Wisden may be small, but it is not alone in rejigging the location of its top brass to suit the changing needs of its business. Wall Street banks have started shipping senior people from New York across the Atlantic in a nod to London’s growing financial clout. Nokia, Finland’s mobile-phone giant, has splintered its top ranks in the opposite direction: four members of its 11-strong senior management team, including the chief financial officer, are based in New York state. America accounts for only 7% of the firm’s sales, but it is a vital market, a financial hub (over 40% of the company’s investors are there) and home to lots of technology firms. As “convergence” shakes up the mobile-phone industry, Nokia wants to be close to the action.
Procurement bosses are meanwhile trickling towards Asia. In October John Paterson, IBM’s chief procurement officer, moved to Shenzhen, China, the first time the head of a company-wide function at the firm has been based outside America. Asia accounts for one-third of IBM’s $40 billion purchasing budget and that share is expected to grow. Mr Paterson says he had to move in order to improve IBM’s purchasing talent in the region and to develop the local supply base, particularly for software and services.
Wisden, Nokia and IBM believe others will follow their lead. Parcelling jobs out to where they are done best is, after all, the essence of offshoring. It’s all too easy to be distant from your market and from your people, warns Mr Gleeson. Yet virtual management does not have to mean decentralised management. Technology means you can run global operations from anywhere in the world, says Mr Paterson. The boss of Lenovo, a computer firm, lives in Singapore, for instance, but its principal operations are in China and America.
Some think the status and power of headquarters are waning as a result. One sign of this may be growing sales of commercial property. Robert Bonwell of Jones Lang LaSalle, a property consultancy, reports that occupiers offloaded real-estate assets worth more than $55 billion last year, much of it office space.
But the era of the virtual HQ is still some way off. Corporate headquarters have three main jobs: handling administrative tasks such as paying tax and raising capital; housing “parenting” roles such as strategic planning, dealmaking and talent management; and providing shared services that span businesses. Shared services have been progressively unplugged from headquarters over the past decade, but the other roles tend to be stickier.
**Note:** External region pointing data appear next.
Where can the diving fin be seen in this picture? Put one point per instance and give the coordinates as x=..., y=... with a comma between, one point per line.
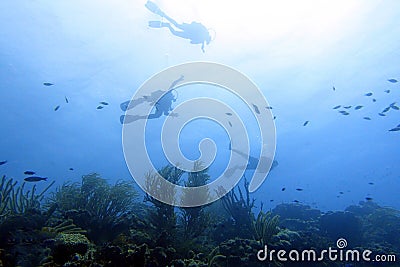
x=154, y=8
x=155, y=24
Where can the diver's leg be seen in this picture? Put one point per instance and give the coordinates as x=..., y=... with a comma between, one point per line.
x=157, y=114
x=175, y=32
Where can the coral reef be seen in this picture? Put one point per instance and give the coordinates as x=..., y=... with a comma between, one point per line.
x=102, y=209
x=94, y=223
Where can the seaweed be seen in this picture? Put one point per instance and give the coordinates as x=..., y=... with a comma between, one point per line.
x=195, y=219
x=16, y=200
x=240, y=209
x=94, y=205
x=163, y=217
x=265, y=227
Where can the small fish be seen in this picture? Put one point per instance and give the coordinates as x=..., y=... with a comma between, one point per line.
x=35, y=179
x=256, y=109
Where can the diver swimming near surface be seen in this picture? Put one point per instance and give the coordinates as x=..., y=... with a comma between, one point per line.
x=196, y=32
x=161, y=100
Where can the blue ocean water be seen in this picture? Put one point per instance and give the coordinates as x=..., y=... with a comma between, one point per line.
x=305, y=59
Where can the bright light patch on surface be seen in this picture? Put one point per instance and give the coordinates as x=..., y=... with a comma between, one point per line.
x=261, y=21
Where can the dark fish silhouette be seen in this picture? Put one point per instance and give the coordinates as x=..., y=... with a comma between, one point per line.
x=35, y=179
x=256, y=109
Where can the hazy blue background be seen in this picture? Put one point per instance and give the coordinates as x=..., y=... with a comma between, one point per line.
x=295, y=51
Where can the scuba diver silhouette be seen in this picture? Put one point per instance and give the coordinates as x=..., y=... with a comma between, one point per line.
x=196, y=32
x=162, y=100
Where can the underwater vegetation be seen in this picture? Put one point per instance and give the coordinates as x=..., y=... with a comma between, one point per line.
x=94, y=223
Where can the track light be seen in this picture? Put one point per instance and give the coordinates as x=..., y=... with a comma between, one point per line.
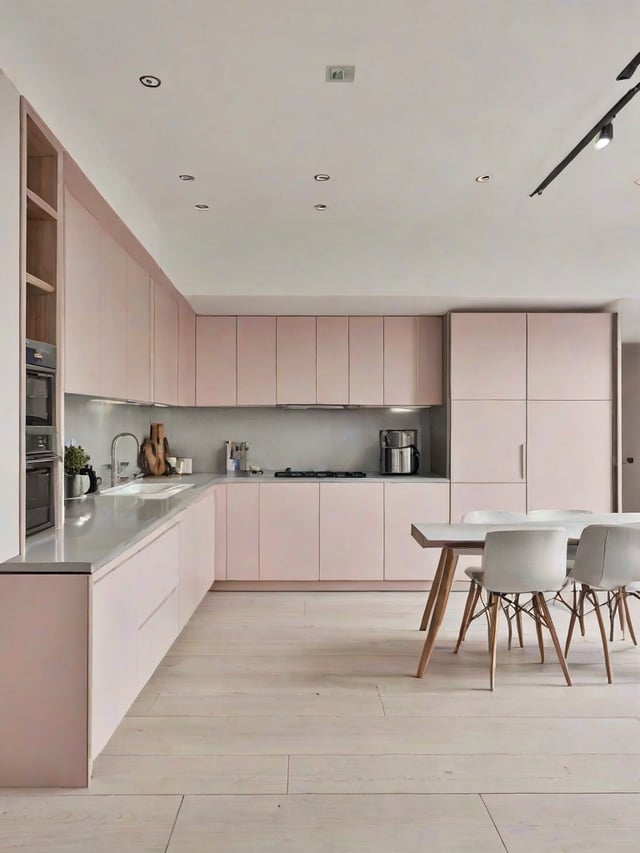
x=604, y=137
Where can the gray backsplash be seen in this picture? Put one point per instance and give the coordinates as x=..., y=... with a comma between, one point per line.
x=306, y=439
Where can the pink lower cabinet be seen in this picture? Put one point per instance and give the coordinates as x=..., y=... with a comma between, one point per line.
x=404, y=505
x=243, y=501
x=351, y=531
x=289, y=531
x=570, y=455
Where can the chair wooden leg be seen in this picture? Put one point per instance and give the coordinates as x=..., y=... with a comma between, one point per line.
x=433, y=592
x=537, y=615
x=632, y=632
x=603, y=633
x=474, y=591
x=494, y=612
x=554, y=637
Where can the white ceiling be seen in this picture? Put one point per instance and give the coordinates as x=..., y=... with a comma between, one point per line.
x=444, y=90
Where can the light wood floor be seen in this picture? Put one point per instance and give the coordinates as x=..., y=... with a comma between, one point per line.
x=291, y=722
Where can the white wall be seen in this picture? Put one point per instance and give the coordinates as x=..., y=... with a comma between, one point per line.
x=9, y=319
x=631, y=427
x=314, y=438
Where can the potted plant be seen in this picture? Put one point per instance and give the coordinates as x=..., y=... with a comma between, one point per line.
x=76, y=482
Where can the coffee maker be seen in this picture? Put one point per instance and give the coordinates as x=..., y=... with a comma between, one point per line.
x=399, y=453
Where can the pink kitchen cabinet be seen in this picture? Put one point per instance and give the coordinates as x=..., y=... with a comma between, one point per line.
x=165, y=346
x=83, y=241
x=296, y=360
x=488, y=356
x=186, y=354
x=570, y=356
x=351, y=531
x=404, y=505
x=570, y=453
x=488, y=441
x=289, y=537
x=256, y=361
x=216, y=366
x=113, y=312
x=243, y=502
x=333, y=360
x=138, y=332
x=366, y=361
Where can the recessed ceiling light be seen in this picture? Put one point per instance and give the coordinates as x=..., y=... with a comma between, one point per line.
x=150, y=81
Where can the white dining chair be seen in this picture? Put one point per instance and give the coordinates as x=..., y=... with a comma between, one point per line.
x=607, y=560
x=517, y=562
x=482, y=516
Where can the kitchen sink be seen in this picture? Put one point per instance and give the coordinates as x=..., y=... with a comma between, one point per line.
x=146, y=491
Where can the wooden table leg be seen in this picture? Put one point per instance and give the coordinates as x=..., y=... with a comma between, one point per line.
x=444, y=588
x=433, y=592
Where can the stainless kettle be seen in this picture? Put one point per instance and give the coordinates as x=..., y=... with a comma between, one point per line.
x=399, y=453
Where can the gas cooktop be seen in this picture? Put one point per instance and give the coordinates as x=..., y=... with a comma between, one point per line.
x=341, y=474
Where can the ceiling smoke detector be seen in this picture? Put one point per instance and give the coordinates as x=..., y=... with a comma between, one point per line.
x=340, y=73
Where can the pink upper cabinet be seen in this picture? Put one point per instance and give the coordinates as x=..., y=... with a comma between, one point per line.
x=488, y=441
x=488, y=357
x=570, y=356
x=296, y=359
x=186, y=354
x=289, y=531
x=333, y=360
x=113, y=312
x=216, y=361
x=138, y=333
x=366, y=364
x=83, y=238
x=165, y=346
x=256, y=361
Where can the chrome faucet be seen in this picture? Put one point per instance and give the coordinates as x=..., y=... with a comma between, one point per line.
x=117, y=466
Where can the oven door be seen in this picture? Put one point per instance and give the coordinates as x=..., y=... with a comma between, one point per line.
x=39, y=490
x=40, y=397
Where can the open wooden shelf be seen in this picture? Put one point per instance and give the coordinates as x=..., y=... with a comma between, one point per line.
x=39, y=284
x=38, y=208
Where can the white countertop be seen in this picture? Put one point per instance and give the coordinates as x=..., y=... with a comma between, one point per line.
x=98, y=528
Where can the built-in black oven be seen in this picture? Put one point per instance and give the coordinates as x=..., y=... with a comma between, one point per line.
x=40, y=494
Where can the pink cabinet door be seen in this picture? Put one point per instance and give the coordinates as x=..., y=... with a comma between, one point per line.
x=220, y=564
x=83, y=241
x=333, y=360
x=488, y=441
x=243, y=501
x=113, y=319
x=366, y=363
x=186, y=355
x=289, y=531
x=570, y=455
x=404, y=505
x=256, y=361
x=296, y=360
x=351, y=531
x=165, y=346
x=138, y=325
x=488, y=356
x=570, y=356
x=216, y=361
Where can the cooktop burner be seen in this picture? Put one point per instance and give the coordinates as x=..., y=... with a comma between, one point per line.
x=341, y=474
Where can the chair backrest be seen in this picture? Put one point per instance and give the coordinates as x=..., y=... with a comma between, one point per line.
x=525, y=560
x=556, y=514
x=608, y=556
x=490, y=516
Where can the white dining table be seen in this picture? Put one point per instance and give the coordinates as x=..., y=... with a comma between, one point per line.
x=457, y=539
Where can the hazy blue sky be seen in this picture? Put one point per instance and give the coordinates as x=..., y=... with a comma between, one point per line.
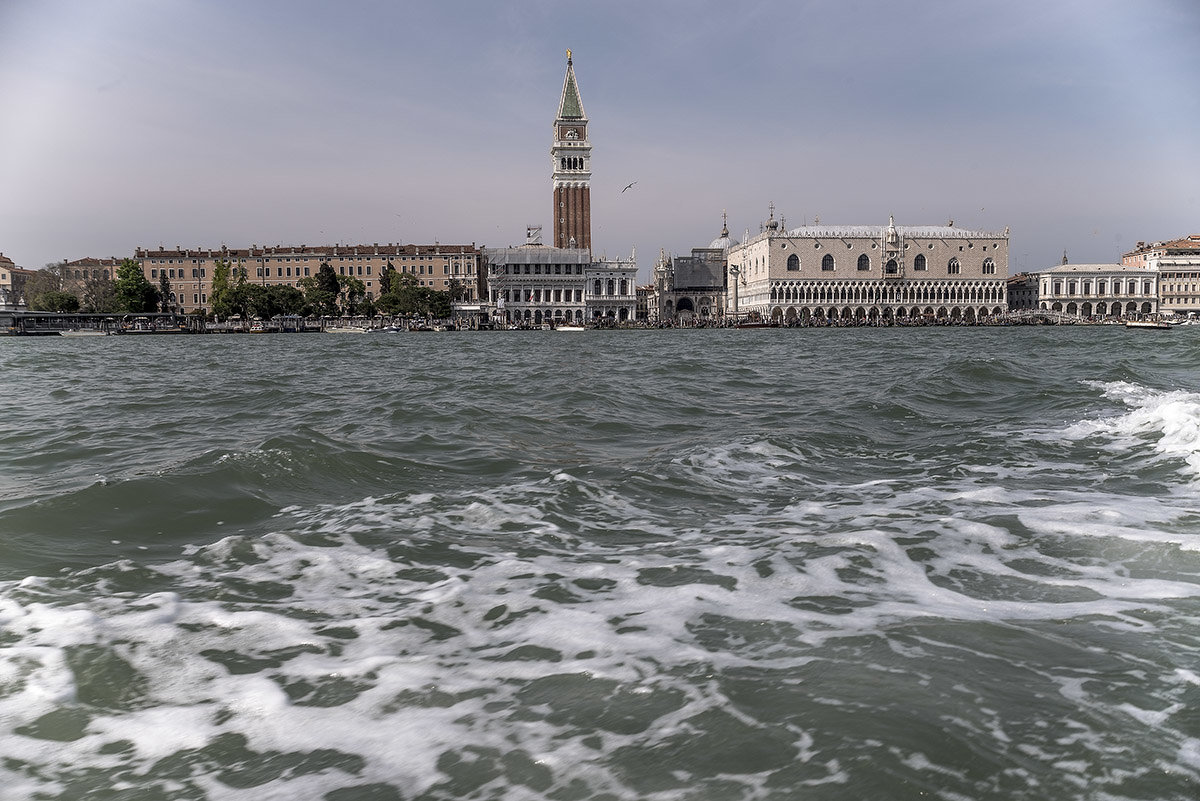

According to Margaret Exley of Mercer Delta, a consultancy, managers like to be near each other. Left to their own virtual devices, they would tend to focus on their own fiefs. Bosses also like to be near investors. Recent research by academics in Britain and Sweden suggests that corporate headquarters are becoming more mobile: 23 firms in the Fortune 500 have moved their head offices from one country to another, more than half of them in the past five years—partly because they want to be near global financial centres.
In some cases heritage matters too. Wal-Mart is synonymous with Bentonville, its home town in Arkansas, and Hershey takes its name from the town in Pennsylvania where it is based. Heineken’s boss has his office in what used to be the founding family’s salon. Wisden’s Mr Gleeson may have moved, but he will not tamper with tradition too much: the editor of Wisden’s famous yellow Almanack remains firmly entrenched in Britain.